5.5. Uit 5.1 tot en met 5.4 volgt dat de intrekking van de bijstand slechts over de maanden januari, april tot en met juli, en september 2007 stand kan houden en dat het hoger beroep van appellant in zoverre dus slaagt. De rechtbank heeft dat niet heeft onderkend. Nu de rechtbank evenmin heeft onderkend dat een terugvorderingsbesluit als ondeelbaar moet worden beschouwd, zal de Raad de aangevallen uitspraak in zijn geheel vernietigen, met uitzondering van de beslissingen over proceskosten en griffierecht. Met de vernietiging van de aangevallen uitspraak is tevens de grondslag aan het besluit van 14 februari 2012 komen te ontvallen, zodat dit besluit - met gegrondverklaring van het beroep - eveneens moet worden vernietigd. Doende wat de rechtbank zou behoren te doen, zal de Raad het beroep gegrond verklaren en het bestreden besluit wegens strijd met de artikelen 3:2 en 7:12, eerste lid, van de Awb vernietigen voor zover dat ziet op de intrekking van algemene en bijzondere bijstand, behalve voor zover de intrekking ziet op de maanden januari, april tot en met juli, en september 2007. Omdat een terugvorderingsbesluit ondeelbaar is, zal het bestreden besluit tevens worden vernietigd, voor zover het de terugvordering betreft. De Raad zal voorts, met toepassing van artikel 8:72, vierde lid, aanhef en onder c, van de Awb, de besluiten van 19 maart 2010 herroepen voor zover daarbij de bijstand is ingetrokken, met uitzondering van de maanden januari, april tot en met juli, en september 2007, en bepalen dat deze uitspraak in zoverre in de plaats treedt van het vernietigde gedeelte van het bestreden besluit.
5.6. Uit het voorgaande vloeit voort dat het college op grond van artikel 58, eerste lid, aanhef en onder a, van de WWB bevoegd was de kosten van de over de maanden januari, april tot en met juli, en september 2007 aan appellant verleende bijstand van hem terug te vorderen. Het college zal een nieuwe berekening van het terug te vorderen bedrag moeten maken. Tegen de wijze waarop het college van zijn bevoegdheid tot terugvordering gebruik heeft gemaakt, heeft appellant geen zelfstandige gronden aangevoerd.
5.7. De Raad heeft onvoldoende financiële gegevens om voor de terugvordering zelf in de zaak te voorzien. Nu het nog slechts gaat om een financiële uitwerking, die naar verwachting geen discussie zal opleveren, ziet de Raad af van toepassing van de zogeheten bestuurlijke lus om te komen tot - volledige - finale geschilbeslechting.

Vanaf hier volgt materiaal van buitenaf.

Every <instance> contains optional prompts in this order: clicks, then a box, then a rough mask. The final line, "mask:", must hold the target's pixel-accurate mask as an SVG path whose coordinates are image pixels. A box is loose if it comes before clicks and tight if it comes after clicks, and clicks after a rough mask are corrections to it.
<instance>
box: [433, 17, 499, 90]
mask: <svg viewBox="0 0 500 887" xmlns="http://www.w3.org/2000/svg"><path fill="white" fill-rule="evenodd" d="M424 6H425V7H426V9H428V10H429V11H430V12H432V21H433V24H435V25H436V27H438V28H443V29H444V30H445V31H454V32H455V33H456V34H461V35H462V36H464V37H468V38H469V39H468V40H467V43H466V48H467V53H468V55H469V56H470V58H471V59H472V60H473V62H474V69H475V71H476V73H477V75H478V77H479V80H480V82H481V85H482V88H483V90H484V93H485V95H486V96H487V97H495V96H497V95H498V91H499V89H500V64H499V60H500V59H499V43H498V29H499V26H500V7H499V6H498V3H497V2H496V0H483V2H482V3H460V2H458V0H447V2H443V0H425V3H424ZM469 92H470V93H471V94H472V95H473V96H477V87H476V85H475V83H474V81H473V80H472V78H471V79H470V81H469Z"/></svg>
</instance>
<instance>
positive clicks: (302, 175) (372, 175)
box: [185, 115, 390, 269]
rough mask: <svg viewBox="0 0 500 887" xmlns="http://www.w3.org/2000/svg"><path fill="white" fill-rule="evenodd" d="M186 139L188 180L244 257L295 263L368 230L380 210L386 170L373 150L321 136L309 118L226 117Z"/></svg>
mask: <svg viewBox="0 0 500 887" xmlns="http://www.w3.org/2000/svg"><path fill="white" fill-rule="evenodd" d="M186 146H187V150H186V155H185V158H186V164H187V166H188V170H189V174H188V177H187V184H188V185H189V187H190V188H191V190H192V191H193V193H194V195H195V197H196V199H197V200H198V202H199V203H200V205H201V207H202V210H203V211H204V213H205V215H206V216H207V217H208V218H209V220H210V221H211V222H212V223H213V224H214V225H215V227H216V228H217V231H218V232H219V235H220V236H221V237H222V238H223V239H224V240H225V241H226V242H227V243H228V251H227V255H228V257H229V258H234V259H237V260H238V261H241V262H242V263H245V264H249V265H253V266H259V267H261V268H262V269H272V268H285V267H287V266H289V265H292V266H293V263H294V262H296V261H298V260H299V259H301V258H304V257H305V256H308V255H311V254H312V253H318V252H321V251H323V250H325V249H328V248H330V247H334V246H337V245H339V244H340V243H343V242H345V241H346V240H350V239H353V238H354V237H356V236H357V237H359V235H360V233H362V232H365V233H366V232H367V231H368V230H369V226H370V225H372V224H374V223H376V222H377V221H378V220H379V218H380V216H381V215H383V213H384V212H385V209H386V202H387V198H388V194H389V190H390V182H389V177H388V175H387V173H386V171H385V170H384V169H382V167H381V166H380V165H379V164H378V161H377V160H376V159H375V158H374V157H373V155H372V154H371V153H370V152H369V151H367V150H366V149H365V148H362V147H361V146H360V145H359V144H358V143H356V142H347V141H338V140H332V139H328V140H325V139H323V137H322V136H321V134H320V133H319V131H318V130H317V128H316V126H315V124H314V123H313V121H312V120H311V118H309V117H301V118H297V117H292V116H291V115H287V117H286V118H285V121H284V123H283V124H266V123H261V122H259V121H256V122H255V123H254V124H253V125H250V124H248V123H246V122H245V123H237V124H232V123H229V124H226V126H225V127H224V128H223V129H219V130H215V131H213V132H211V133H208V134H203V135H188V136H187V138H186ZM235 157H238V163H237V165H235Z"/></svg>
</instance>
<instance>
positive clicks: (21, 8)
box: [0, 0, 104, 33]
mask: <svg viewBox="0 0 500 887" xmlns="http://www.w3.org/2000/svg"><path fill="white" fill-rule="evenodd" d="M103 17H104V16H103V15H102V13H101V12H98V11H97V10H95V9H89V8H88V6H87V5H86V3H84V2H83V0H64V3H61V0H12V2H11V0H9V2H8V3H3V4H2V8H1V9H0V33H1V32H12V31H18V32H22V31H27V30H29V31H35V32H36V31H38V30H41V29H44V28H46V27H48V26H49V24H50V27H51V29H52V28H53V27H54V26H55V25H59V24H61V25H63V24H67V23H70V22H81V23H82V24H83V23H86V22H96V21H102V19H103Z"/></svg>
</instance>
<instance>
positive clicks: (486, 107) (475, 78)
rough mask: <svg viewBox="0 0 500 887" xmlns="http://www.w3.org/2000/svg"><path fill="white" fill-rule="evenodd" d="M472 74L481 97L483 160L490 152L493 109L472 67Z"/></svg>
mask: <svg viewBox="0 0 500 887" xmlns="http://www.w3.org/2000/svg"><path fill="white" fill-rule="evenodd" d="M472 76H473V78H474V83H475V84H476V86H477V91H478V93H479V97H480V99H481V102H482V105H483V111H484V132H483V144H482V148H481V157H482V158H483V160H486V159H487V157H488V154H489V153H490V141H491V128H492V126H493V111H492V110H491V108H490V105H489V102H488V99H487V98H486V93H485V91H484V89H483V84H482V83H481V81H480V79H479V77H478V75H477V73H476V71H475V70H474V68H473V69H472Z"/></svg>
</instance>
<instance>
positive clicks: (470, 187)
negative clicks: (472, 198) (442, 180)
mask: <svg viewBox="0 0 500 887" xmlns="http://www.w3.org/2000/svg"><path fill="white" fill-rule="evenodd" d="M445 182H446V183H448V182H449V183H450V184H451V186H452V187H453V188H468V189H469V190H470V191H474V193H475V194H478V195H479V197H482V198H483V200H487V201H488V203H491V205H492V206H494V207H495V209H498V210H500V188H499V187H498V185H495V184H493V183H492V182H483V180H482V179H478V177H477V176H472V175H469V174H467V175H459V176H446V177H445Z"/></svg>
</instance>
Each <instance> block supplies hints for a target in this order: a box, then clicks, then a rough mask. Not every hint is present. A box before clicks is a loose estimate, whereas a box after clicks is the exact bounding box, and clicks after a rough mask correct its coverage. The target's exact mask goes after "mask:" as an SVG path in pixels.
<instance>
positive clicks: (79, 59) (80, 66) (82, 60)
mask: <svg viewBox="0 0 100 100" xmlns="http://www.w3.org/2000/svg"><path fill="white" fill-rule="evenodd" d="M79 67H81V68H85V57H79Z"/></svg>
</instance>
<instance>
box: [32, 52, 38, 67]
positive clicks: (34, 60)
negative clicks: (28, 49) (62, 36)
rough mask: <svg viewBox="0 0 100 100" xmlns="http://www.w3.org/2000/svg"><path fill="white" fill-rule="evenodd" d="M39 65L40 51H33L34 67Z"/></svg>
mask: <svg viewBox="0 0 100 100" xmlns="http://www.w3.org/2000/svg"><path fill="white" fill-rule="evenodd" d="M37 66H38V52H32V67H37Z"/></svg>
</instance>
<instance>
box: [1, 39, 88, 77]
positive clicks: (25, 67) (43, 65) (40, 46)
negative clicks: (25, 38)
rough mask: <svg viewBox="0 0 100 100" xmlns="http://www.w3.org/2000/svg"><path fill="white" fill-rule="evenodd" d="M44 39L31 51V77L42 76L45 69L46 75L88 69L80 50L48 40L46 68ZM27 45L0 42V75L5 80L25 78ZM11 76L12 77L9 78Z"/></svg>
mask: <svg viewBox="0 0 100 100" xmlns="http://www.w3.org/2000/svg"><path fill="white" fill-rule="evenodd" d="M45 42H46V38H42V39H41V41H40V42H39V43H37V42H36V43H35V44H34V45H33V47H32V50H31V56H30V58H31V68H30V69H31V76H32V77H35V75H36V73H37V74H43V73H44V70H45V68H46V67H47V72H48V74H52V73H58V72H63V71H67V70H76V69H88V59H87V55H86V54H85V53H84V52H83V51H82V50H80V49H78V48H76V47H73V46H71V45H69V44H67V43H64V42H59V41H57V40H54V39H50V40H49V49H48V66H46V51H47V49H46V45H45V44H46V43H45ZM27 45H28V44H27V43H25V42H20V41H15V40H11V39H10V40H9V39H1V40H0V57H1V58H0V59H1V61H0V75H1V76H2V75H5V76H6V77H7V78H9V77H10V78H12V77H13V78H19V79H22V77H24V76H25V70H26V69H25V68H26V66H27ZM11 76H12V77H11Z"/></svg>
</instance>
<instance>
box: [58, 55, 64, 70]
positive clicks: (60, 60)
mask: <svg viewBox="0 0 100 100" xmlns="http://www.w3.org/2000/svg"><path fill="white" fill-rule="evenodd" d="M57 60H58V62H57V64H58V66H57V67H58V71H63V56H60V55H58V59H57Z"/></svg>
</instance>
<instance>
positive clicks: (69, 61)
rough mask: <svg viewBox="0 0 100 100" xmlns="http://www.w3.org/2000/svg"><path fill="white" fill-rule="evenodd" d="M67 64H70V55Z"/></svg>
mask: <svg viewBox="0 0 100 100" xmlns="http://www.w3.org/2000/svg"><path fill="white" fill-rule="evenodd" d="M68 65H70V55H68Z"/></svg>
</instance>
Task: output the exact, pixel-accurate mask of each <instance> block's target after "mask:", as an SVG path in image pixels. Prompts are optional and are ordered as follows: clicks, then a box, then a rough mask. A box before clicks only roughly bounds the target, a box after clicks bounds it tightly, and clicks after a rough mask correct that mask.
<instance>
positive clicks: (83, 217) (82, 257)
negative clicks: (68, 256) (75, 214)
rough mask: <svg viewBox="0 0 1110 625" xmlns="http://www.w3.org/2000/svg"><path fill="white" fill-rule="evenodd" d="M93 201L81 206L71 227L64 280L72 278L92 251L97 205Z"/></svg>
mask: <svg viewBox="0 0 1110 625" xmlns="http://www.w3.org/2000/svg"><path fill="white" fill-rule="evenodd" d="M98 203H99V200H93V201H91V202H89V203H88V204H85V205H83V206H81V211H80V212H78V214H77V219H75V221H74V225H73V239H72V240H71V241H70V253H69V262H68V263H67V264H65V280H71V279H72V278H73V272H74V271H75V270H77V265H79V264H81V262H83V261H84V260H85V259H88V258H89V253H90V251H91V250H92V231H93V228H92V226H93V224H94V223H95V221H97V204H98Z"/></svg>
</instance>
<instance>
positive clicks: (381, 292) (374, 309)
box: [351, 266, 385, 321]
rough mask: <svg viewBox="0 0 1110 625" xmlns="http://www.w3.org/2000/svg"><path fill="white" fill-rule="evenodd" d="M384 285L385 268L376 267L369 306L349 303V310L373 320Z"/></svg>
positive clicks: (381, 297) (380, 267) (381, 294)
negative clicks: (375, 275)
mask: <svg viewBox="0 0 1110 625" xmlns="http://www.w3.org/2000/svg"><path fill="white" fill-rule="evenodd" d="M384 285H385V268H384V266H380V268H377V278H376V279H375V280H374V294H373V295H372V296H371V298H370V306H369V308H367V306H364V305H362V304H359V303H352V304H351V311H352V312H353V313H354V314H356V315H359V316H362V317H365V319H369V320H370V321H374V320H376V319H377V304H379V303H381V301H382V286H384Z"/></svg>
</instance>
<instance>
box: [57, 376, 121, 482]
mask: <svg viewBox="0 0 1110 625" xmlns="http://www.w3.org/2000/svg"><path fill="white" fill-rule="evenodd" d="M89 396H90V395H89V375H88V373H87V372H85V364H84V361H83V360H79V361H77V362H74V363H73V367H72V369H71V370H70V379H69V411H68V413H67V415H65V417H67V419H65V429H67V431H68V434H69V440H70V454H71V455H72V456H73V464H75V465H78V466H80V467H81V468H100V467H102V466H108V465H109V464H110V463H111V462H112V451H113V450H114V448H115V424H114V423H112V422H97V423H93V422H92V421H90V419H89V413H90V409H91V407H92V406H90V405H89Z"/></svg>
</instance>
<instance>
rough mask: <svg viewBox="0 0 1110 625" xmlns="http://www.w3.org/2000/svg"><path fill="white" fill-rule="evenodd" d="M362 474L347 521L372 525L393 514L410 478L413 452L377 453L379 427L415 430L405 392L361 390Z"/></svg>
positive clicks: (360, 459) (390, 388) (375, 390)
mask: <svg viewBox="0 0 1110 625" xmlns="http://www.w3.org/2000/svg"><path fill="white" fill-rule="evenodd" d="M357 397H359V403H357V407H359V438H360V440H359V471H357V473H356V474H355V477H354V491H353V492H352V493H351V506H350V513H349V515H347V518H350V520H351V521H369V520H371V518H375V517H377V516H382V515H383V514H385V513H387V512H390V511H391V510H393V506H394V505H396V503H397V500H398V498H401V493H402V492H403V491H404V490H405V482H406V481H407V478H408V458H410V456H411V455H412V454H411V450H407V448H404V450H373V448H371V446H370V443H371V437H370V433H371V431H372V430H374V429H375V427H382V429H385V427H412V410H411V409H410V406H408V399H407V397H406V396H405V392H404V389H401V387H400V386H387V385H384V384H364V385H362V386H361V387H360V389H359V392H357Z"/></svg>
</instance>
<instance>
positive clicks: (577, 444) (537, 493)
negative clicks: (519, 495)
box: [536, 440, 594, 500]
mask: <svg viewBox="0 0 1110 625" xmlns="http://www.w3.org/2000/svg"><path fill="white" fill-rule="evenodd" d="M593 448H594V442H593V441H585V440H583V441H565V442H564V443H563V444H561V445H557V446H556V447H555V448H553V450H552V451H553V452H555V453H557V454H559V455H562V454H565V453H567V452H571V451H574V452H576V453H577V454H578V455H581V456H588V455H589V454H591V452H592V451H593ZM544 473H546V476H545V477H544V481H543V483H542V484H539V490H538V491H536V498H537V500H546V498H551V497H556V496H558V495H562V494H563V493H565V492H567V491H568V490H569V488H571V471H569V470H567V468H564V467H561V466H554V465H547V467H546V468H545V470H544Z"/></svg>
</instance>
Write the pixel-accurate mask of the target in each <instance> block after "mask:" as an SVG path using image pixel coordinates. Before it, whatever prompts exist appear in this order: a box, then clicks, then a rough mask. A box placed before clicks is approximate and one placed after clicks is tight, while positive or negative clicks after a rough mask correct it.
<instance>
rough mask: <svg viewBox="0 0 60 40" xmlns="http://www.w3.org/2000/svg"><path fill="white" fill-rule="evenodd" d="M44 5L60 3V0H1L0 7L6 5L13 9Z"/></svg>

6. Er bestaat aanleiding om het college te veroordelen in de proceskosten van appellant. Deze worden begroot op € 944,-- in hoger beroep voor verleende rechtsbijstand (1 punt voor het hoger beroepschrift en 1 punt voor het verschijnen ter zitting, met een waarde van € 472,-- per punt).
BESLISSING
De Centrale Raad van Beroep
-vernietigt de aangevallen uitspraak behalve de beslissingen over proceskosten en griffierecht;
-verklaart het beroep van appellant gegrond en vernietigt het besluit van 16 augustus 2010 voor zover dat betrekking heeft op de intrekking van algemene en bijzondere bijstand, behalve over de maanden januari, april tot en met juli, en september 2007, en vernietigt dat besluit tevens voor zover het betrekking heeft op de terugvordering;
-herroept de besluiten van 19 maart 2010 voor zover deze betrekking hebben op de intrekking van de algemene en bijzondere bijstand, behalve over de maanden januari, april tot en met juli, en september 2007;
-draagt het college op een nieuwe beslissing te nemen op de bezwaren tegen de besluiten van 19 maart 2010 voor zover deze betrekking hebben op de terugvordering, met inachtneming van deze uitspraak;
-verklaart het beroep tegen het besluit van 14 februari 2012 gegrond en vernietigt dat besluit;
- veroordeelt het college in de kosten van appellant tot een bedrag van € 944,--;
- bepaalt dat het college aan appellant het in hoger beroep betaalde griffierecht van € 112,-- vergoedt.
Deze uitspraak is gedaan door C. van Viegen als voorzitter en A.M. Overbeeke en M.F. Wagner als leden, in tegenwoordigheid van P.C. de Wit als griffier. De beslissing is uitgesproken in het openbaar op 22 januari 2013.